She was born Ruth Frey on Jan. 2, 1930, in Wauseon, Ohio, the last of eight children of Bishop Edward and Fannie Frey. She married Charles Shenk on June 19, 1949, in Archbold.
The Shenks moved to Japan in 1957 to work through Mennonite Board of Missions. After language study, they lived in the Hokkaido region until 1984, when they moved to Tokyo. In the capital city, the Shenks served the Tokyo Area Fellowship of Mennonite Churches and the Japan Anabaptist Center (now Tokyo Anabaptist Center).
Steve Shenk, Ruth's son, said his mother talked with joy about starting churches in Shibecha and Bekkai, where there were no churches before they arrived, and Tottori, a section of Kushiro. The Shenks also offered marriage counseling.
"Mom was a very gracious and kind person, fitting in very well in Japan, where manners and reserve are important," Steve Shenk said. "She was often told that she was very Japanese."
The Shenks retired to Columbus, Ohio, in 1994. They moved to Virginia Mennonite Retirement Community in Harrisonburg in 2004. Shenk was a member of Park View Mennonite Church in Harrisonburg.
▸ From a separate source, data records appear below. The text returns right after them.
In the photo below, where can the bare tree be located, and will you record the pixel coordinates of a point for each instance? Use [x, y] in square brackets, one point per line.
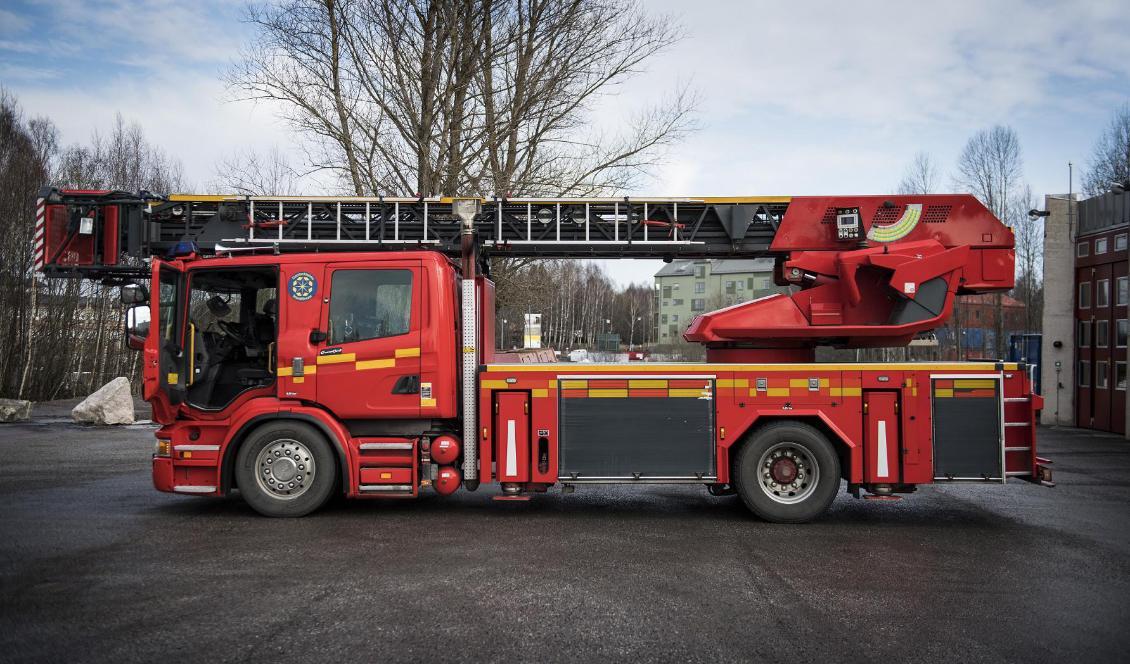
[251, 173]
[990, 167]
[462, 96]
[1110, 160]
[1029, 239]
[921, 176]
[61, 338]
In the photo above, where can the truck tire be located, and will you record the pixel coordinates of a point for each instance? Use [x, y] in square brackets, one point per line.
[286, 469]
[787, 472]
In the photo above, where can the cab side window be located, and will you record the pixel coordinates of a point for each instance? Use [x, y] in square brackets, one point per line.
[370, 304]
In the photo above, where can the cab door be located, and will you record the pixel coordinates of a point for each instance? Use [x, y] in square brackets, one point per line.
[163, 375]
[368, 365]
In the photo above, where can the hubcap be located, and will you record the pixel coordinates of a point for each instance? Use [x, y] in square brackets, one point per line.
[285, 469]
[788, 472]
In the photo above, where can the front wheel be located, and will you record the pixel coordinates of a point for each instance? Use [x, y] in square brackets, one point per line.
[787, 472]
[286, 469]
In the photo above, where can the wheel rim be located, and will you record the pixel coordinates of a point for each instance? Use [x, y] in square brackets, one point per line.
[285, 469]
[788, 472]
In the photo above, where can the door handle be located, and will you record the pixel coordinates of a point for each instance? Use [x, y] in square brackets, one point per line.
[407, 385]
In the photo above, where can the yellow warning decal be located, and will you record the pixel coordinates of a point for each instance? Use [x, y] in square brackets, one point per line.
[337, 359]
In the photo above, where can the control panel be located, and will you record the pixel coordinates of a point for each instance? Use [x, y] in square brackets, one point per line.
[848, 225]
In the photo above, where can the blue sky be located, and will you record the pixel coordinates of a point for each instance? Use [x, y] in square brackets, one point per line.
[797, 97]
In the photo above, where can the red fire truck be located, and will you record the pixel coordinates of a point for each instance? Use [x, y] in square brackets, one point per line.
[300, 347]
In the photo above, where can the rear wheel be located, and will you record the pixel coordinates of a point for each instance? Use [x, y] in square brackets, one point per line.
[787, 472]
[286, 469]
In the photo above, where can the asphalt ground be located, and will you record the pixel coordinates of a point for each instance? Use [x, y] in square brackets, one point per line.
[96, 566]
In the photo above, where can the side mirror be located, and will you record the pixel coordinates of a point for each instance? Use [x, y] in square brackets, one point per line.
[137, 326]
[133, 294]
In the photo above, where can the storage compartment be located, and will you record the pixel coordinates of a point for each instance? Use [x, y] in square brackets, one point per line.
[385, 475]
[651, 427]
[967, 438]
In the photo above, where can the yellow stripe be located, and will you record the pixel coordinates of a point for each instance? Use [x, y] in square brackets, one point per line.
[200, 198]
[687, 392]
[975, 384]
[607, 393]
[337, 359]
[979, 367]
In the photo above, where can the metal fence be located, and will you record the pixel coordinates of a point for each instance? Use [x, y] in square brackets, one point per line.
[1104, 211]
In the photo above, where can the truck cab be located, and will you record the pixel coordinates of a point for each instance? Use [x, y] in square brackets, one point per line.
[363, 335]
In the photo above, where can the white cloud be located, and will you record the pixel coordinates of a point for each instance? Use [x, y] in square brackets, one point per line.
[11, 23]
[797, 97]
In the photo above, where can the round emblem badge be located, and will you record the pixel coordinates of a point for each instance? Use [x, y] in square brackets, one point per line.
[302, 286]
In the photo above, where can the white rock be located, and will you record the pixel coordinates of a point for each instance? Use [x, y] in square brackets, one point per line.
[111, 404]
[15, 410]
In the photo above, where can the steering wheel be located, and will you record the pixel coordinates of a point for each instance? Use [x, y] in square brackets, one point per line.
[232, 330]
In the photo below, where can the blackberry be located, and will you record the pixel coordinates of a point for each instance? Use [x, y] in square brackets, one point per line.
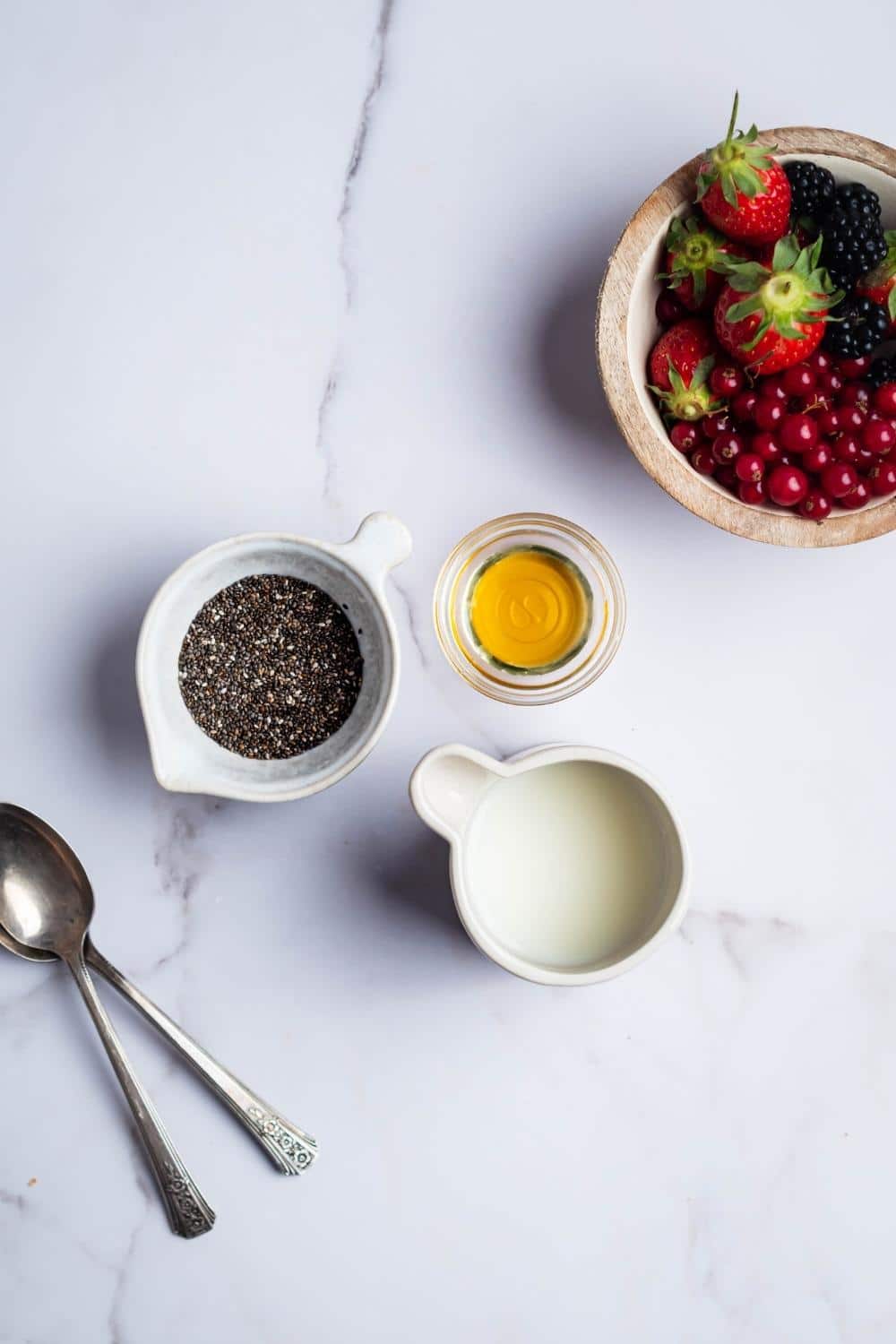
[853, 244]
[812, 188]
[860, 199]
[882, 371]
[857, 328]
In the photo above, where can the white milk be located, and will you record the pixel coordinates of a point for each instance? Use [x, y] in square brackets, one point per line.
[564, 863]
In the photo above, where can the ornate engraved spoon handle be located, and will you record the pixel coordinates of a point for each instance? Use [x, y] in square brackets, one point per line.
[188, 1212]
[288, 1147]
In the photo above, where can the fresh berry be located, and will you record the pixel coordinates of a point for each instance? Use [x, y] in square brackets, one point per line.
[680, 366]
[766, 446]
[750, 467]
[879, 437]
[719, 422]
[696, 261]
[857, 496]
[817, 459]
[727, 446]
[726, 379]
[743, 406]
[702, 461]
[812, 188]
[855, 367]
[684, 435]
[856, 394]
[769, 414]
[848, 448]
[852, 244]
[857, 327]
[880, 284]
[775, 317]
[885, 400]
[798, 433]
[883, 370]
[829, 381]
[669, 311]
[839, 478]
[850, 417]
[858, 198]
[742, 190]
[882, 478]
[798, 381]
[788, 486]
[817, 505]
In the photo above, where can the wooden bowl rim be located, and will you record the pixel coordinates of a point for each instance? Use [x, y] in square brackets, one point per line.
[656, 454]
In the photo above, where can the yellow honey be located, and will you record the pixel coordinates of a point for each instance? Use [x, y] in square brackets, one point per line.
[530, 609]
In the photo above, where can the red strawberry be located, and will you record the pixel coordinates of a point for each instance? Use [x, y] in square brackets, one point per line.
[680, 366]
[880, 284]
[742, 190]
[775, 316]
[696, 260]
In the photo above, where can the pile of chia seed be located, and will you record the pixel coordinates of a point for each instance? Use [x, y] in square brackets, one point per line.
[271, 667]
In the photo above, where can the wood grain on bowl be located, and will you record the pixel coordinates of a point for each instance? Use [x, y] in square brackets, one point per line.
[626, 328]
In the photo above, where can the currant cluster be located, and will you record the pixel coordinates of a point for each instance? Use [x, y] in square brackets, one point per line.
[812, 437]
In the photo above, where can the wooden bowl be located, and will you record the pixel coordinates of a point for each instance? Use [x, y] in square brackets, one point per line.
[626, 330]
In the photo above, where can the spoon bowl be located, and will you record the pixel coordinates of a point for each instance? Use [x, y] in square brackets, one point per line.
[46, 900]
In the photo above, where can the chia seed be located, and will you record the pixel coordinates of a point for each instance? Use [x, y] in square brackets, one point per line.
[271, 667]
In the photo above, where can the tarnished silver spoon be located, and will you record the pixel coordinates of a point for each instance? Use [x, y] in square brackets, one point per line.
[289, 1148]
[46, 903]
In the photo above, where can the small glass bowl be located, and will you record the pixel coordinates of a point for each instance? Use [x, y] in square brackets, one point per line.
[452, 604]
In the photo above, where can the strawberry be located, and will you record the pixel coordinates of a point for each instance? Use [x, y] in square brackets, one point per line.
[775, 316]
[880, 284]
[696, 260]
[742, 190]
[680, 366]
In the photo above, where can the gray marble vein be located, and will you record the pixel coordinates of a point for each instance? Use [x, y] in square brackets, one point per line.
[355, 161]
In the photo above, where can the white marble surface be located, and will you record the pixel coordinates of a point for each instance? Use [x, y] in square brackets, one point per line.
[274, 265]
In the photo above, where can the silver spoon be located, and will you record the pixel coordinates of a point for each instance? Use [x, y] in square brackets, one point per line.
[46, 902]
[288, 1147]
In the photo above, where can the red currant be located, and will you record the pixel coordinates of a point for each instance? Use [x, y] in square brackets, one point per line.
[726, 379]
[766, 445]
[727, 446]
[879, 437]
[855, 367]
[750, 467]
[857, 496]
[702, 461]
[669, 309]
[769, 414]
[798, 381]
[772, 387]
[798, 433]
[815, 505]
[856, 394]
[753, 492]
[743, 405]
[885, 400]
[788, 486]
[684, 435]
[829, 381]
[882, 478]
[829, 424]
[716, 424]
[839, 478]
[818, 457]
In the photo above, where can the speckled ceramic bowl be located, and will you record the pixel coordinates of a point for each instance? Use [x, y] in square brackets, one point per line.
[185, 758]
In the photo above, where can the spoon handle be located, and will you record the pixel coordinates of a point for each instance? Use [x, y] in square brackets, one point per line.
[188, 1212]
[288, 1147]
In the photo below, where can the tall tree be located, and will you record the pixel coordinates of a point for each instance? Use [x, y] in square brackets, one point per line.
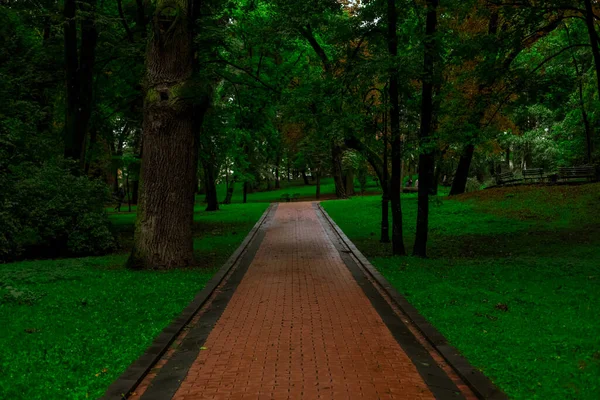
[395, 184]
[79, 75]
[426, 159]
[163, 235]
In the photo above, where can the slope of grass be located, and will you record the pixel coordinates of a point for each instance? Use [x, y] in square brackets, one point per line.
[513, 281]
[68, 328]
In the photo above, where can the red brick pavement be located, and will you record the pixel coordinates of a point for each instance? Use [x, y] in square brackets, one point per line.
[300, 327]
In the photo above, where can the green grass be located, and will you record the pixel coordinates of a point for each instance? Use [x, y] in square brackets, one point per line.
[535, 250]
[68, 328]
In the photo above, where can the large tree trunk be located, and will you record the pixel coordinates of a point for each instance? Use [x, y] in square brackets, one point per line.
[163, 236]
[79, 77]
[459, 184]
[426, 160]
[395, 187]
[336, 170]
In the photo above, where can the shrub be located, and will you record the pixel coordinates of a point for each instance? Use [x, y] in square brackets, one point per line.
[46, 211]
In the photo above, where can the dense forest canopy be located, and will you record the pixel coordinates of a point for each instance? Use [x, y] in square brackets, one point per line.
[160, 99]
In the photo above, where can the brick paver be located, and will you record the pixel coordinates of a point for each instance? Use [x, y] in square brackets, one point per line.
[300, 327]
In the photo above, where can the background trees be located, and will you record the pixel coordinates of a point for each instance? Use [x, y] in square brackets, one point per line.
[270, 91]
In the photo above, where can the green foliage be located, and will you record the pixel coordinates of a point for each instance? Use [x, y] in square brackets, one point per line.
[53, 312]
[511, 282]
[47, 211]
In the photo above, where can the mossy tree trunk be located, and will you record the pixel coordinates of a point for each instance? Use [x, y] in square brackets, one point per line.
[426, 158]
[398, 248]
[163, 235]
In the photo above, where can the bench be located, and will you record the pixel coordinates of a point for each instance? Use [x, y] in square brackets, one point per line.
[506, 177]
[587, 172]
[533, 173]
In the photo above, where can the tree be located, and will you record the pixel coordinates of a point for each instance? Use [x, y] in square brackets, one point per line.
[396, 184]
[163, 235]
[426, 161]
[79, 76]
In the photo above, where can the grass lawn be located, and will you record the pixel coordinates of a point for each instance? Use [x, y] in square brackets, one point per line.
[513, 281]
[69, 327]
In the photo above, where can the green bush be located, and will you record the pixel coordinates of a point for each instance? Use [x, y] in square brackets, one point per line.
[46, 211]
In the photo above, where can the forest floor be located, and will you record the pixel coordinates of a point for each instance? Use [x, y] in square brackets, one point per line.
[70, 327]
[513, 281]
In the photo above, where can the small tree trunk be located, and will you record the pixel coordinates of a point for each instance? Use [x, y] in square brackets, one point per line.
[459, 184]
[163, 237]
[229, 194]
[212, 203]
[426, 160]
[349, 183]
[128, 192]
[318, 194]
[397, 234]
[385, 184]
[304, 177]
[336, 161]
[591, 26]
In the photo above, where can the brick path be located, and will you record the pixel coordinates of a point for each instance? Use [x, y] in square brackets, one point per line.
[299, 326]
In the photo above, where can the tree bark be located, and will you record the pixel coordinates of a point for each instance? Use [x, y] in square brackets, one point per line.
[141, 21]
[395, 186]
[589, 22]
[163, 236]
[349, 183]
[584, 114]
[336, 171]
[459, 184]
[318, 193]
[79, 78]
[426, 159]
[277, 180]
[229, 194]
[385, 185]
[212, 203]
[304, 177]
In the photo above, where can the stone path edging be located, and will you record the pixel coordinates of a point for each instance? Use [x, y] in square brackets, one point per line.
[135, 373]
[475, 379]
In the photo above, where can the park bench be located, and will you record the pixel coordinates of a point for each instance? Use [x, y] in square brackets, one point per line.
[506, 177]
[533, 173]
[583, 172]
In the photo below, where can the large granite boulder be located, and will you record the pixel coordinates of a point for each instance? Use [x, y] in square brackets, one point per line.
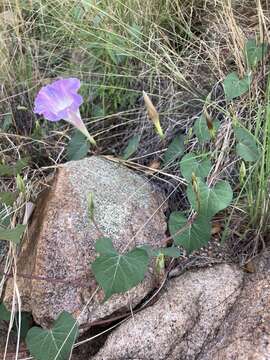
[56, 254]
[178, 326]
[246, 332]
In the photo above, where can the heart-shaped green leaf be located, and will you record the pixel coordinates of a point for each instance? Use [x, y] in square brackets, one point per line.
[211, 199]
[175, 149]
[117, 273]
[194, 236]
[78, 146]
[13, 235]
[201, 130]
[247, 147]
[254, 52]
[55, 343]
[132, 147]
[234, 87]
[195, 164]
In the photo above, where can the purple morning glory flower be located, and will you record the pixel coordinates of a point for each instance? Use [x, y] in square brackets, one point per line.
[60, 100]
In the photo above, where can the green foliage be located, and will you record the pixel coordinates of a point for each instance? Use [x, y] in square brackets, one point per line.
[14, 235]
[117, 273]
[55, 343]
[132, 147]
[235, 87]
[254, 52]
[199, 165]
[211, 199]
[190, 235]
[175, 149]
[78, 146]
[201, 129]
[172, 251]
[247, 147]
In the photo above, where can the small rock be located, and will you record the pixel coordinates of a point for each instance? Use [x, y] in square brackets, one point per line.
[177, 327]
[60, 240]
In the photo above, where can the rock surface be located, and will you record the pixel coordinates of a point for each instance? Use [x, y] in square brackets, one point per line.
[60, 241]
[181, 322]
[245, 335]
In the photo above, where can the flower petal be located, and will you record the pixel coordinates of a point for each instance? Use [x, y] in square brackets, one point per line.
[55, 100]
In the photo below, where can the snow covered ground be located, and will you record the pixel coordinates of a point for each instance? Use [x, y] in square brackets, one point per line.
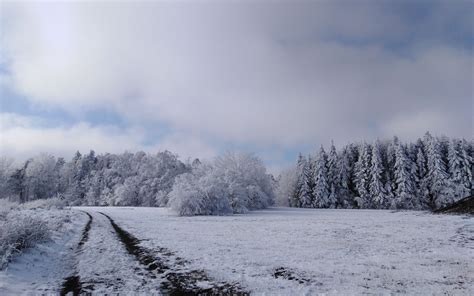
[323, 251]
[41, 270]
[280, 251]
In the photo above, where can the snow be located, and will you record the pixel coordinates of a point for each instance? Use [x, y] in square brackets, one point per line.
[280, 251]
[44, 267]
[339, 251]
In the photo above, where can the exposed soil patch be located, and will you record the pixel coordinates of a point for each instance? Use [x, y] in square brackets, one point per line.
[287, 274]
[73, 283]
[463, 206]
[177, 282]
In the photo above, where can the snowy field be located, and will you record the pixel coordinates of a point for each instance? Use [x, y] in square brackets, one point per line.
[280, 251]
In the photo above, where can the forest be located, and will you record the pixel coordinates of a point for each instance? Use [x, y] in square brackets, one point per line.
[387, 174]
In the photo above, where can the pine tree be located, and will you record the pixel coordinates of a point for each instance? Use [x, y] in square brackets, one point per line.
[467, 167]
[307, 195]
[321, 189]
[441, 191]
[456, 169]
[422, 180]
[405, 191]
[376, 187]
[345, 198]
[333, 177]
[362, 177]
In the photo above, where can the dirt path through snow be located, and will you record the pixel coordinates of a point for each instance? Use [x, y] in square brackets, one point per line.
[109, 259]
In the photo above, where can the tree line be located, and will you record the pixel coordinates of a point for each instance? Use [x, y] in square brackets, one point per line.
[427, 174]
[231, 183]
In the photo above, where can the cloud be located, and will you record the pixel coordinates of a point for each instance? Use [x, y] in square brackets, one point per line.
[267, 74]
[23, 137]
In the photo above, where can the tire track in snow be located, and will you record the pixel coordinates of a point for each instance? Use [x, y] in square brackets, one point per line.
[73, 282]
[177, 281]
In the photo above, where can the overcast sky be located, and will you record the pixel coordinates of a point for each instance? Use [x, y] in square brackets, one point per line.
[199, 78]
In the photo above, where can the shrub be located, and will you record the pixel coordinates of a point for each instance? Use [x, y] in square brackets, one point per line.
[18, 231]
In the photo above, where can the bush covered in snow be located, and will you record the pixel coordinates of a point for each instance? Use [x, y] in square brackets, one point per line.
[20, 230]
[233, 183]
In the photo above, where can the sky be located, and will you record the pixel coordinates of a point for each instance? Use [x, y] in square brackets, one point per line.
[202, 77]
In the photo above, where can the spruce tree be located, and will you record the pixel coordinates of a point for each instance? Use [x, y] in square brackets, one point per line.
[362, 177]
[333, 177]
[321, 189]
[405, 191]
[376, 187]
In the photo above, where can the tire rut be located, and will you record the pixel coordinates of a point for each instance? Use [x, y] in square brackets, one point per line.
[176, 281]
[73, 282]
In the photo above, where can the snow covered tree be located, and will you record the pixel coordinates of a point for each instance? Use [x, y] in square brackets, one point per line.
[345, 198]
[6, 171]
[333, 177]
[422, 180]
[405, 190]
[321, 188]
[376, 186]
[456, 169]
[467, 167]
[234, 182]
[306, 197]
[295, 200]
[286, 187]
[441, 191]
[362, 177]
[40, 177]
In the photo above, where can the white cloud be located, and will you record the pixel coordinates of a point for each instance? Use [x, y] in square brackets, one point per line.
[269, 74]
[22, 137]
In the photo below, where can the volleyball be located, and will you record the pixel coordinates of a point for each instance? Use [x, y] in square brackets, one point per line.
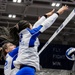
[70, 54]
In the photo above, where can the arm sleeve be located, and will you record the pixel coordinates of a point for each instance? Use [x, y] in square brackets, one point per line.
[48, 22]
[42, 19]
[14, 52]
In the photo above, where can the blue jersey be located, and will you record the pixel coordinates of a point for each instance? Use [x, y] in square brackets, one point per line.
[29, 42]
[10, 57]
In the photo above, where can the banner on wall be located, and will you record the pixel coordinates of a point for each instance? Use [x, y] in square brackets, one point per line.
[54, 57]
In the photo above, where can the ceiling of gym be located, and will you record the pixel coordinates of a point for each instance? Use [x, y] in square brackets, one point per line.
[31, 9]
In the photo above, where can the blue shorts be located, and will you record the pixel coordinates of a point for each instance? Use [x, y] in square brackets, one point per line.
[26, 71]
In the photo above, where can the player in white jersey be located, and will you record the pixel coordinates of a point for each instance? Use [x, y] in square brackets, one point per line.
[28, 58]
[9, 52]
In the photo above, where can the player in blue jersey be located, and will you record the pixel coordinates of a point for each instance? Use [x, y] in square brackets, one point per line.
[9, 52]
[28, 58]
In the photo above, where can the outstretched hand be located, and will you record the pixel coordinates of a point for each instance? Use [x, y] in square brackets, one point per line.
[62, 9]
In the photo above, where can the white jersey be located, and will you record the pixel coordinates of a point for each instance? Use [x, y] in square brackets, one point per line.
[9, 68]
[29, 42]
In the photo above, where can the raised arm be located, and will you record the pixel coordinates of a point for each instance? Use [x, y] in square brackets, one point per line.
[43, 18]
[49, 21]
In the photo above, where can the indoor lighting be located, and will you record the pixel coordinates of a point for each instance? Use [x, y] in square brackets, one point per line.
[13, 16]
[14, 0]
[53, 4]
[9, 15]
[58, 4]
[19, 1]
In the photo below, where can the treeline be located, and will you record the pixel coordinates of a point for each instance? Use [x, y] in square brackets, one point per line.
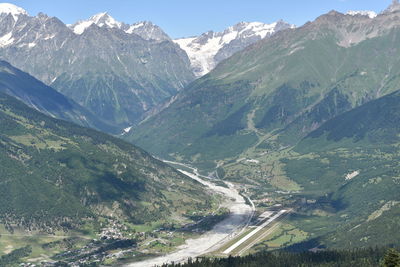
[371, 257]
[14, 258]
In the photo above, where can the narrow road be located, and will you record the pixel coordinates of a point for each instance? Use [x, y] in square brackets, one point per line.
[255, 231]
[218, 236]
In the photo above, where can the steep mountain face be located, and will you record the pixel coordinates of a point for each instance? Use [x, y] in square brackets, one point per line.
[352, 168]
[144, 29]
[207, 50]
[115, 70]
[45, 99]
[278, 90]
[57, 175]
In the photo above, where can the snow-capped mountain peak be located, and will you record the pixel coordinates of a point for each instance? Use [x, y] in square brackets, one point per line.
[370, 14]
[15, 11]
[101, 20]
[148, 31]
[208, 49]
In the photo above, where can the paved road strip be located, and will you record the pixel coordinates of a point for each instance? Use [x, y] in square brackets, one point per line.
[252, 233]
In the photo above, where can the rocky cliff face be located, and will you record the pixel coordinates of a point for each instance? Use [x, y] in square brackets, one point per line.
[117, 71]
[207, 50]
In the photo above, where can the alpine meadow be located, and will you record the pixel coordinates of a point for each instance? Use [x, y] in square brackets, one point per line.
[271, 142]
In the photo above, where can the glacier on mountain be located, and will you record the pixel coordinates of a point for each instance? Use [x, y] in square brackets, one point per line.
[208, 49]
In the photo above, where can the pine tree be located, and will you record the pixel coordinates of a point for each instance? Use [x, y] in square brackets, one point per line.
[392, 258]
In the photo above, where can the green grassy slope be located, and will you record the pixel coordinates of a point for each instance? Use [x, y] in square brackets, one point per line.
[288, 85]
[363, 208]
[57, 175]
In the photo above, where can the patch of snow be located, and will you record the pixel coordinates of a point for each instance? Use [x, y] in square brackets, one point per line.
[253, 161]
[80, 27]
[15, 11]
[202, 50]
[6, 40]
[352, 175]
[134, 27]
[48, 37]
[101, 20]
[370, 14]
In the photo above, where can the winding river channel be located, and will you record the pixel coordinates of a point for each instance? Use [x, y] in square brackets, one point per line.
[240, 215]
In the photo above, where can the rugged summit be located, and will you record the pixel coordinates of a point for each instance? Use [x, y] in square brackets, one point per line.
[210, 48]
[144, 29]
[115, 70]
[276, 91]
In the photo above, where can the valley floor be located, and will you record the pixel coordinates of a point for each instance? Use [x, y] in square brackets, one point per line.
[223, 232]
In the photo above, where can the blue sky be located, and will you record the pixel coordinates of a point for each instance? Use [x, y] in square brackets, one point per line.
[187, 17]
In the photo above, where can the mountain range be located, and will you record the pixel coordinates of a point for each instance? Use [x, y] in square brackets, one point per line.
[118, 71]
[278, 90]
[305, 117]
[57, 175]
[115, 73]
[210, 48]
In addition to her husband, survivors include two sons, Steve Shenk of Harrisonburg and Ken Shenk of Findlay, Ohio; two daughters, Gloria Shenk Good of Lititz, Pa., and Barbara Shenk of Urbana, Ill.; two brothers, Warren and Willard Frey, both of Archbold, Ohio; three sisters, Helen Rychener of Archbod, Ohio, Alice Yutzy of Plain city, Ohio, and Rhoda King of Archbod, Ohio; and 10 grandchildren.